Tuesday, 25 September 2012

Practicing the Peace - Pun intended

I know it's a well-used metaphor, but the analogy of an orchestra came to our thoughts last Friday when we met with the Lord together.
We were asking Him what He wants to do with us... wanting to know the way, whereupon of course, He reminded us that He is the Way (aren't you grateful for Philip who asked Him this the first time?  It makes me feel that we're not the only ones who are clueless).
In an orchestra, the individual players are expected to practice their instruments (and some may play more than one) on their own, but also as a group. They more they do both, the better they harmonise. There will inevitably be mistakes; an oboe will shriek, a violin play off-key, the tympanist may strike at the wrong moment... But the more they all practice, gradually, they will learn to play the piece of music and, as they listen to each other, learn to hamonise together.
The key though, is getting to know the music, by which they can understand what the Composer what in mind. Most importantly, they must keep their eyes on the Conductor, who knows the music inside out, because He wrote it.
One instrument is not more important than another. Each one is special and unique, even down to the wood each one is made from. Each one has its own particular timbre and resonance. A viola cannot play like a French horn; a bassoon can't sound like a triangle. But each one is important to the Composer's mind and to the way His music sounds.
Each piece of music is written with that particular combination of instruments in mind.

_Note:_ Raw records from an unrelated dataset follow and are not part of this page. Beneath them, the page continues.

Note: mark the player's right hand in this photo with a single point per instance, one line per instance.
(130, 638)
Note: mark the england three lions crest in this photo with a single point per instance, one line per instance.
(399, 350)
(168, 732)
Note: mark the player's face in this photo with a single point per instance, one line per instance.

Some instruments may be called on to play more often than others. Some may have only one note to sound - at the very end. It doesn't matter, as long as they are all reading the music and watching the Conductor/Composer and listening to each other.
The more they practice, the better they will play. If one fails to come or to show up, the music will sound different; that one will be missed.

So I guess that the Lord is showing us that we are to keep practicing the piece, to keep our eyes on Him and listen to each other, as we play. One day, we may be able to play the heavenly piece of music that the Father is looking forward to hearing from us. May we give Him joy as we learn together.